Questions about timings coming from metadata

I have a question about the timings as it relates to metadata and would greatly appreciate any help or suggestions.

The actual problem I’m trying to work on, is getting the level of confidence (or logit probability) for each letter chosen in the transcription. Since v0.5.x we’ve had a custom build of the binaries that just grabs the probability (or log_prob) from the output or logits layer of the network and attaches it to the Trie so that it comes out as enhanced metadata along with the timings information that was already there.

This has worked well for us in the past - high probability == high confidence in the sound - and we want to use this to provide pronunciation guidance to end-users.

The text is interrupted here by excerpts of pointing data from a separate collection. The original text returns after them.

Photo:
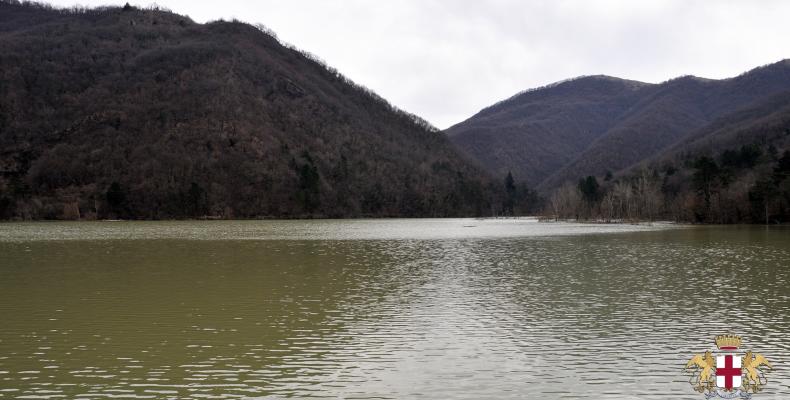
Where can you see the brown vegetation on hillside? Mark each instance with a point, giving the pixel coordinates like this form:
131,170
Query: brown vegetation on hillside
142,113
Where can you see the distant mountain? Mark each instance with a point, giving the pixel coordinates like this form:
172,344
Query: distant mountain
142,113
591,125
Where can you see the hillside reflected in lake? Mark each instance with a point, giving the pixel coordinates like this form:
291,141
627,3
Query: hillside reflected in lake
451,308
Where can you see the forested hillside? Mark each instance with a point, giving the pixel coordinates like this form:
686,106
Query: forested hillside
142,113
591,125
736,170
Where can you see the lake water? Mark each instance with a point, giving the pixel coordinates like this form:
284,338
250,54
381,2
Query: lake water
438,309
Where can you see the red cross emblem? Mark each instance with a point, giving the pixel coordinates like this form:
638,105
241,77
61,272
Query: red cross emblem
728,371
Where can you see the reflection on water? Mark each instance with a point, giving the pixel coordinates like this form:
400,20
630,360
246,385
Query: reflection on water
382,309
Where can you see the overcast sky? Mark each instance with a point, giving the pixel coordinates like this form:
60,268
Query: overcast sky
446,60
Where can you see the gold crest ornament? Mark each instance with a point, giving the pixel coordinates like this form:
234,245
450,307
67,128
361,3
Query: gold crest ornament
724,373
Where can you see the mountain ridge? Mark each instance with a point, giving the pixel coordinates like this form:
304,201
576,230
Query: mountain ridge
142,113
651,117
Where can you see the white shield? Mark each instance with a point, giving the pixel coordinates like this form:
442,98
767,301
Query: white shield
728,368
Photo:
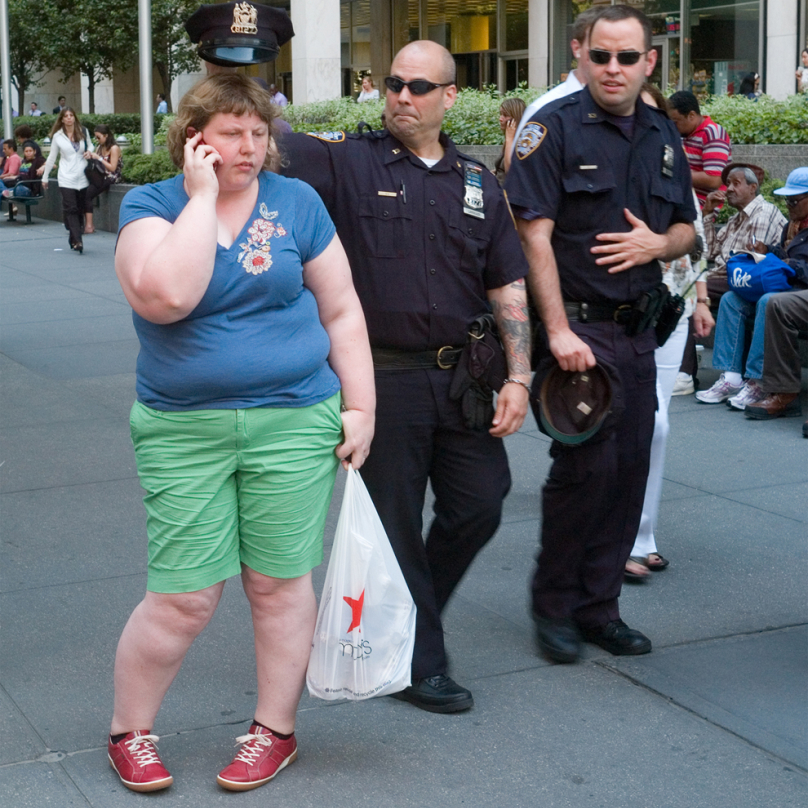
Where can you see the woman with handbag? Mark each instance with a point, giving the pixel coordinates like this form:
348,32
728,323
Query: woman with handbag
69,142
254,379
104,166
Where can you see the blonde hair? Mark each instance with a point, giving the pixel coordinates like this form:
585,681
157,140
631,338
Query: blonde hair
226,94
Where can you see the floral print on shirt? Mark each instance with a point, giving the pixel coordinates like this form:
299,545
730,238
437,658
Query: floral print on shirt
255,252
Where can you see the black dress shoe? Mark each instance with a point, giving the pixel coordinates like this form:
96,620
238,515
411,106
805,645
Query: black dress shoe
558,638
437,694
618,639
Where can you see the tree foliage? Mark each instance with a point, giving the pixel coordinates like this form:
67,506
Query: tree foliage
92,37
172,51
28,28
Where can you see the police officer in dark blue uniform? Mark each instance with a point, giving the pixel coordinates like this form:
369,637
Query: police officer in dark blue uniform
432,245
601,190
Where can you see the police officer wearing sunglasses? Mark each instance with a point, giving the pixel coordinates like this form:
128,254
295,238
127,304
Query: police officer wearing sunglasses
432,246
601,190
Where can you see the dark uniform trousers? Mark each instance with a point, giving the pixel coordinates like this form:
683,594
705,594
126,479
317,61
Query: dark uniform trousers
592,501
420,437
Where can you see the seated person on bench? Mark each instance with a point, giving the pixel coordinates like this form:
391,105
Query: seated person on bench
734,311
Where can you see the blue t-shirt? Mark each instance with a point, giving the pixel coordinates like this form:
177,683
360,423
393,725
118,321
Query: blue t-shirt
255,339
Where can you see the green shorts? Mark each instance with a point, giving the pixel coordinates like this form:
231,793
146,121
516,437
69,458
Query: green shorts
232,487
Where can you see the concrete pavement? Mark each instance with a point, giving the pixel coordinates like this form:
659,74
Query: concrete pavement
716,716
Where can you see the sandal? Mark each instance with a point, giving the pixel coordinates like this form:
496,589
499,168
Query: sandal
632,575
656,563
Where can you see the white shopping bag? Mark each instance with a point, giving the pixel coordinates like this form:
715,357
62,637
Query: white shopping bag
365,629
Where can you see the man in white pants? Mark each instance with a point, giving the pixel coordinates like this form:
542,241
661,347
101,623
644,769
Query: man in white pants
576,79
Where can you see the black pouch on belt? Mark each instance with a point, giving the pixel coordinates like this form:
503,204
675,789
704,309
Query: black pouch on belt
645,310
480,372
669,316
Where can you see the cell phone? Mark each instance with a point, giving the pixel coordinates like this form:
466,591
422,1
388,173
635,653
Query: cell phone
190,132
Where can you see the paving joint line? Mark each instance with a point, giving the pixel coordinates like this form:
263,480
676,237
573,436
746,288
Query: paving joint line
773,755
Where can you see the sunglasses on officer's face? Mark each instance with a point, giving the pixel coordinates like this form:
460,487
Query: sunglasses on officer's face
601,57
416,87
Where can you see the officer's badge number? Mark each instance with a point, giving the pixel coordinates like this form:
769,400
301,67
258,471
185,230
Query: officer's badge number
530,139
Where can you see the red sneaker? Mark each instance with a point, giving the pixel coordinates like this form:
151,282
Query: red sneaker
261,757
137,763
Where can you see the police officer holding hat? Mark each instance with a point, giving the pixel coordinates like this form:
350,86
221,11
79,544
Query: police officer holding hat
432,245
601,190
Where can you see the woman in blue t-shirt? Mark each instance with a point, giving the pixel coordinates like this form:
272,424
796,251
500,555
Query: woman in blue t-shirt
254,379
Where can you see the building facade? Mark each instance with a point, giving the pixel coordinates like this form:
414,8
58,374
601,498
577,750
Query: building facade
703,45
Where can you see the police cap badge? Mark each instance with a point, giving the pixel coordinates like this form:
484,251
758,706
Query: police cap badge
574,404
233,34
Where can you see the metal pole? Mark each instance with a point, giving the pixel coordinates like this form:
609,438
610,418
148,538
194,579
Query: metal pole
145,62
5,68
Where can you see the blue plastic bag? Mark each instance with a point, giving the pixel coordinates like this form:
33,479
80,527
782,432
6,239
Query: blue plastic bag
751,275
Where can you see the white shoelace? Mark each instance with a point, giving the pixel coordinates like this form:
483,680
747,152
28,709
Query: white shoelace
144,749
251,747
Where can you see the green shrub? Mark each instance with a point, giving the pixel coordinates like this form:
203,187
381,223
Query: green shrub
474,119
765,121
140,169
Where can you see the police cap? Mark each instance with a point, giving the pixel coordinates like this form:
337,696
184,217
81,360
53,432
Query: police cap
574,404
233,34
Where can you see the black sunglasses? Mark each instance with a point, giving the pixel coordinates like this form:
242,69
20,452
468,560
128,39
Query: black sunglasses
793,201
416,87
601,57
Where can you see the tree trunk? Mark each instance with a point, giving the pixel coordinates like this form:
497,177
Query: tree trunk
165,78
91,90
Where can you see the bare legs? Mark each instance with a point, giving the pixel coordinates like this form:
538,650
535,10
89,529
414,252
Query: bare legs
284,613
162,628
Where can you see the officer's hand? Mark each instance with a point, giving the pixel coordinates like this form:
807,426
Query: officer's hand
358,427
639,246
512,402
571,352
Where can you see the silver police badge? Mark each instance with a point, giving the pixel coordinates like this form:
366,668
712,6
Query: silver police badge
530,139
331,137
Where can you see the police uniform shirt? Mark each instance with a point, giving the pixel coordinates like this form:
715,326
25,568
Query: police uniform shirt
573,165
421,266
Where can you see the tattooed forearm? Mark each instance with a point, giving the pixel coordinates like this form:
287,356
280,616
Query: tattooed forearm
510,311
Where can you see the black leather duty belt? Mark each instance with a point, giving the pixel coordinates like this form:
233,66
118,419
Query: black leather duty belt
393,359
597,312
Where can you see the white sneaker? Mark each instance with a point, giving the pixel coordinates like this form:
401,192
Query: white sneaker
750,393
720,391
684,385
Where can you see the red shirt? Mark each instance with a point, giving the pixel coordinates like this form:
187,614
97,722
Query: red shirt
11,165
708,149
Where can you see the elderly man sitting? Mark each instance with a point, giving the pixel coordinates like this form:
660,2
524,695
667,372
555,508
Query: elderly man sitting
756,220
734,311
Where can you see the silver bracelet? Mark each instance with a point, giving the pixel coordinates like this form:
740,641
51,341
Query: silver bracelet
517,381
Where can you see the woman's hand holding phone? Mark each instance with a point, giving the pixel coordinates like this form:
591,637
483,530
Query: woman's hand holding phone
201,162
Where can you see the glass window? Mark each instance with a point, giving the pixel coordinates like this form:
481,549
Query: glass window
725,39
463,27
516,25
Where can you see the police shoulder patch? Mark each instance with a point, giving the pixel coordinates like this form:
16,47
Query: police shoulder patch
330,137
530,139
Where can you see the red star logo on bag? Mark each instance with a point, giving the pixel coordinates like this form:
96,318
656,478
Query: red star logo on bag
356,610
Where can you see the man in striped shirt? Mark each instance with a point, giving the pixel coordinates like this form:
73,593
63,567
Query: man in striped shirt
706,143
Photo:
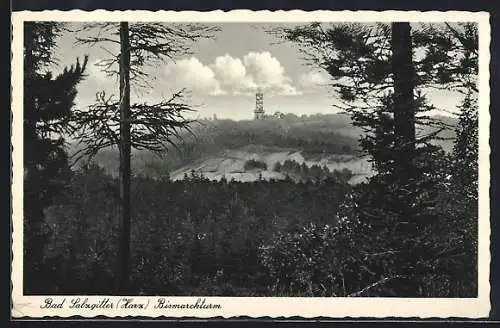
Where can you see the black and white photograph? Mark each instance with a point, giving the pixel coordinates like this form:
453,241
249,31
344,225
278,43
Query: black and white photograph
326,159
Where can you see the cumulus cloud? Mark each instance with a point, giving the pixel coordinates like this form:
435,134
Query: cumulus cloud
233,75
313,79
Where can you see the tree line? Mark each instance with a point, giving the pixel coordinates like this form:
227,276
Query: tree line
411,230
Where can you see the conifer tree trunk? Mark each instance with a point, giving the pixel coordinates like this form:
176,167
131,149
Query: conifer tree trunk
124,250
404,111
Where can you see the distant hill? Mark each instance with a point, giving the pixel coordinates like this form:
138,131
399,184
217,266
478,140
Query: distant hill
219,148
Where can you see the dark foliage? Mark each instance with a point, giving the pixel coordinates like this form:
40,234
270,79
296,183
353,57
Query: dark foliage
191,237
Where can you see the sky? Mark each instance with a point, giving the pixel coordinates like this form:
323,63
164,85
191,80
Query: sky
221,75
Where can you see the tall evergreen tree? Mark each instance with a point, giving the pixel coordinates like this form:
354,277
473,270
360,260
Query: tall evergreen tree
48,102
139,126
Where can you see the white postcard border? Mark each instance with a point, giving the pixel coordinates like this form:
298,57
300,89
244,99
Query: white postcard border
32,306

Unfortunately, when I apply those tweaks to the 0.7.1 build I get back data similar to the following. You’ll note that the probabilities are basically either close to 1 or close to 0.

[
{"char":"k", "start_time":1.04, "prob":0.999927},
{"char":"a", "start_time":1.06, "prob":0.975406},
{"char":" ", "start_time":1.08, "prob":0.0},
{"char":"a", "start_time":1.1,  "prob":3e-06},
{"char":"r", "start_time":1.2,  "prob":6e-06},
{"char":"o", "start_time":1.3,  "prob":6e-06},
{"char":"h", "start_time":1.38, "prob":0.0},
{"char":"i", "start_time":1.48, "prob":0.0},
{"char":"a", "start_time":1.56, "prob":0.0},
{"char":" ", "start_time":1.66, "prob":0.0},
{"char":"k", "start_time":1.8,  "prob":0.0},
{"char":"a", "start_time":1.84, "prob":2e-06},
{"char":"t", "start_time":1.88, "prob":0.0},
{"char":"o", "start_time":2.04, "prob":1e-06},
{"char":"a", "start_time":2.08, "prob":3.2e-05},
{"char":"t", "start_time":2.1,  "prob":1.4e-05},
{"char":"i", "start_time":2.16, "prob":3e-06},
{"char":"a", "start_time":2.36, "prob":0.0},
{"char":" ", "start_time":2.44, "prob":0.0},
{"char":"t", "start_time":2.48, "prob":0.0},
{"char":"e", "start_time":2.6,  "prob":1.1e-05},
{"char":" ", "start_time":2.66, "prob":0.0},
{"char":"h", "start_time":2.76, "prob":4e-06},
{"char":"ā", "start_time":2.78, "prob":7e-06},
{"char":"h", "start_time":2.8,  "prob":0.998666},
{"char":"i", "start_time":3.04, "prob":6e-06},
{"char":" ", "start_time":3.08, "prob":0.0},
{"char":"m", "start_time":3.48, "prob":0.000301},
{"char":"e", "start_time":3.5,  "prob":0.0},
{"char":" ", "start_time":3.54, "prob":0.0},
{"char":"ō", "start_time":3.62, "prob":0.0},
{"char":"n", "start_time":3.68, "prob":0.0},
{"char":"a", "start_time":3.88, "prob":0.99982},
{"char":" ", "start_time":3.9,  "prob":2e-06},
{"char":"ƒ", "start_time":4.0,  "prob":0.0},
{"char":"a", "start_time":4.06, "prob":0.999939},
{"char":"k", "start_time":4.08, "prob":0.0},
{"char":"a", "start_time":4.2,  "prob":0.996441},
{"char":"p", "start_time":4.22, "prob":0.0},
{"char":"o", "start_time":4.38, "prob":1e-06},
{"char":"n", "start_time":4.42, "prob":0.0},
{"char":"o", "start_time":4.54, "prob":5e-06},
{"char":" ", "start_time":4.58, "prob":0.0},
{"char":"e", "start_time":4.76, "prob":4e-06},
{"char":" ", "start_time":4.78, "prob":0.999591},
{"char":"t", "start_time":4.94, "prob":0.000423},
{"char":"e", "start_time":4.96, "prob":3.4e-05},
{"char":" ", "start_time":5.0,  "prob":0.0},
{"char":"h", "start_time":5.06, "prob":0.0},
{"char":"a", "start_time":5.1,  "prob":0.999757},
{"char":"p", "start_time":5.14, "prob":0.0},
{"char":"ū", "start_time":5.3,  "prob":0.000336},
{"char":" ", "start_time":5.34, "prob":1e-06},
{"char":"o", "start_time":5.66, "prob":1e-06},
{"char":" ", "start_time":5.68, "prob":0.834057},
{"char":"ō", "start_time":5.82, "prob":0.0},
{"char":"t", "start_time":5.88, "prob":0.0},
{"char":"ā", "start_time":6.12, "prob":0.000136},
{"char":"k", "start_time":6.2,  "prob":0.0},
{"char":"o", "start_time":6.44, "prob":3e-06},
{"char":"u", "start_time":6.46, "prob":0.000128}]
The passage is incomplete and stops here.